Infusion reactions can include: dizziness, weakness, nausea, itchy skin, muscle pain, sore throat, chills, fever and lots more.   My reaction of choice starts with severe chills that suddenly start from inside my body and vibrate outwards, accompanied by muscle contractions that make my teeth chatter, making it pretty impossible to speak. Then my arms and legs retract like lizard claws. Ed Wood Jr’s classic horror movies come to mind, because my cheesey alien re-enactment instantly terrifies whichever family member or friend is hanging out with me at the infusion center that day.

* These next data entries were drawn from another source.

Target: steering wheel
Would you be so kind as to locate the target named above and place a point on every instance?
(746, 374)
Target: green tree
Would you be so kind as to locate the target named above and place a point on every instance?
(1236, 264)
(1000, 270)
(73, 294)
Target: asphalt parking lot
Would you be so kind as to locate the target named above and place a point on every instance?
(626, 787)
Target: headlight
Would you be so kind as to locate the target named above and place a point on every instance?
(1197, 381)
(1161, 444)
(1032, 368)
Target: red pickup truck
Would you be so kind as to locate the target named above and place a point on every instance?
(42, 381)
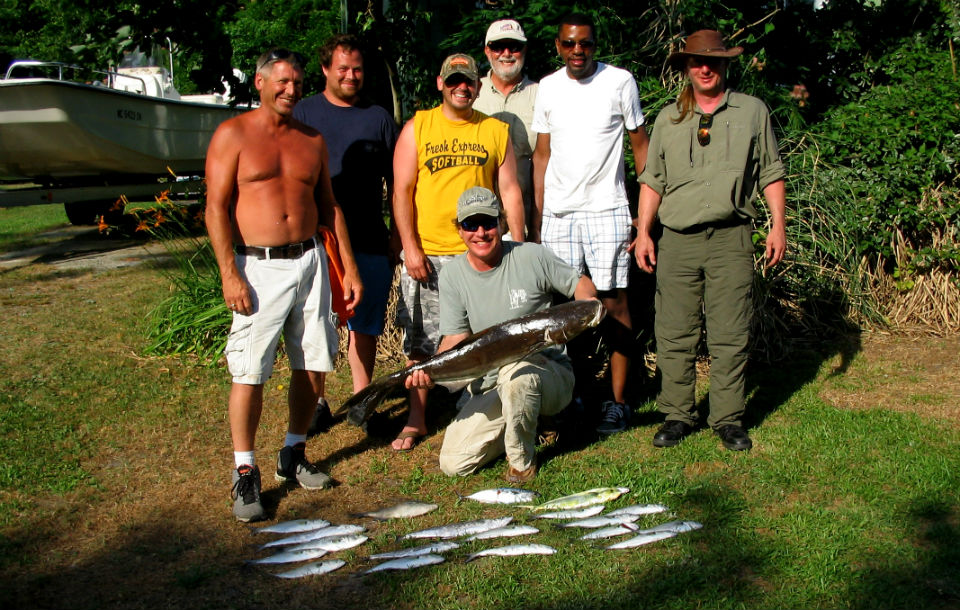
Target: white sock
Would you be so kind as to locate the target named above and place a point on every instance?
(243, 457)
(292, 439)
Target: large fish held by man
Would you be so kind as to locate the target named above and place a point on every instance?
(485, 351)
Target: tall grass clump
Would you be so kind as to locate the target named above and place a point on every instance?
(193, 319)
(875, 192)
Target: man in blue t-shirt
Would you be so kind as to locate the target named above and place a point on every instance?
(360, 139)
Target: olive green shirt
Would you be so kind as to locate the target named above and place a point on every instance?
(516, 110)
(718, 182)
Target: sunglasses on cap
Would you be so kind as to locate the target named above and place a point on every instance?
(498, 46)
(586, 45)
(703, 132)
(276, 55)
(489, 223)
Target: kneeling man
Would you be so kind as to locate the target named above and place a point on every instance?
(493, 282)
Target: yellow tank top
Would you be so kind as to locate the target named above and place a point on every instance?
(452, 156)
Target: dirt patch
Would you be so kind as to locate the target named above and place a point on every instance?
(916, 374)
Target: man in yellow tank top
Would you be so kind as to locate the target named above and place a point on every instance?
(441, 153)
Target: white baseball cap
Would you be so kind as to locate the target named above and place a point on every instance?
(503, 29)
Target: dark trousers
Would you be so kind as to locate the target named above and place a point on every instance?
(705, 271)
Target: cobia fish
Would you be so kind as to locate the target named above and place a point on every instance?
(503, 495)
(513, 550)
(404, 510)
(455, 530)
(485, 351)
(582, 499)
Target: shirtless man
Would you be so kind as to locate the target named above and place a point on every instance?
(262, 168)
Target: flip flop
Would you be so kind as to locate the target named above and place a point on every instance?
(417, 437)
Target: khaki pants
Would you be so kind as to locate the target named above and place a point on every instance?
(704, 273)
(504, 418)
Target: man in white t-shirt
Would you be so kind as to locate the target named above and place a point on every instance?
(580, 115)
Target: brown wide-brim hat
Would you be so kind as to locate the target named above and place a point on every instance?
(702, 43)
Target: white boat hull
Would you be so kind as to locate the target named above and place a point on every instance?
(60, 131)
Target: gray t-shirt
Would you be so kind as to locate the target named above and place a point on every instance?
(524, 282)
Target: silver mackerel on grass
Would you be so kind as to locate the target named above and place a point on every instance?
(581, 513)
(291, 527)
(406, 563)
(313, 569)
(514, 550)
(599, 495)
(503, 495)
(455, 530)
(434, 547)
(403, 510)
(484, 351)
(505, 532)
(325, 532)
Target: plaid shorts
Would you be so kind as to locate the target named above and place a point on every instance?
(418, 312)
(594, 243)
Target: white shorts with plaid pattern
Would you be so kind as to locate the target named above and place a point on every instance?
(595, 243)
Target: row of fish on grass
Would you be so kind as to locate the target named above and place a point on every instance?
(309, 539)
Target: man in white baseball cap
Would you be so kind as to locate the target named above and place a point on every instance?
(507, 94)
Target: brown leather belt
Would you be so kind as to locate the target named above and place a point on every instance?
(288, 251)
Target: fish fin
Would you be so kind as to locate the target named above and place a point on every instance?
(363, 403)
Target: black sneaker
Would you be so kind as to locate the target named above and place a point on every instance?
(615, 418)
(322, 418)
(293, 467)
(246, 494)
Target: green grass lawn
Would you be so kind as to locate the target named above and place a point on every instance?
(19, 225)
(114, 487)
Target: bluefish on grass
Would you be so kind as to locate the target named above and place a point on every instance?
(504, 532)
(336, 543)
(404, 510)
(599, 495)
(325, 532)
(291, 527)
(290, 556)
(455, 530)
(639, 509)
(513, 550)
(503, 495)
(313, 569)
(484, 351)
(609, 532)
(582, 513)
(406, 563)
(435, 547)
(601, 521)
(641, 539)
(677, 527)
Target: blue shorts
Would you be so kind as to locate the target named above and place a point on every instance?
(376, 275)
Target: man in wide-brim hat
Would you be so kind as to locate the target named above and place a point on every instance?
(708, 160)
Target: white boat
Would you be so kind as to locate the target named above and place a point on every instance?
(133, 122)
(93, 139)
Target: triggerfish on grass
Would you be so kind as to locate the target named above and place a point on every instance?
(485, 351)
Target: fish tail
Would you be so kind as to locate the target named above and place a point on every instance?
(362, 404)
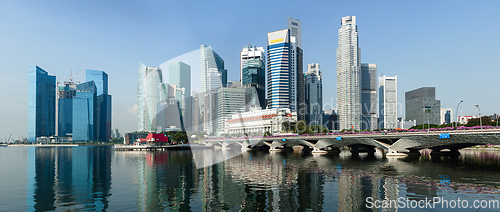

It works every time and probably gives them bad dreams or scary thoughts. Sorry, pals. I didn’t mean to freak you out.

Rigors. That is what they call the shakey shakes and contracted muscles and clattery teeth . I didn’t associate this word with “rigor mortis,” but that is before I experienced them. Maybe it is because the staff at the hospital where I am being treated pronounce the word “rye’-gurs.” I didn’t realize it was the same word that I pronounce “riggers.”

The “mortis” part is not immediately relevant here because I am pretty much alive and well. It’s a different story when a vigorous bout of rigors kicks in, bringing plummeting blood pressure and painfully difficult breathing into the picture. Within a minute (for real), the medical staff appears with somber, unblinking focus AND their Rx-loaded crash-cart. A person gets the message that “mortis” might be a concern.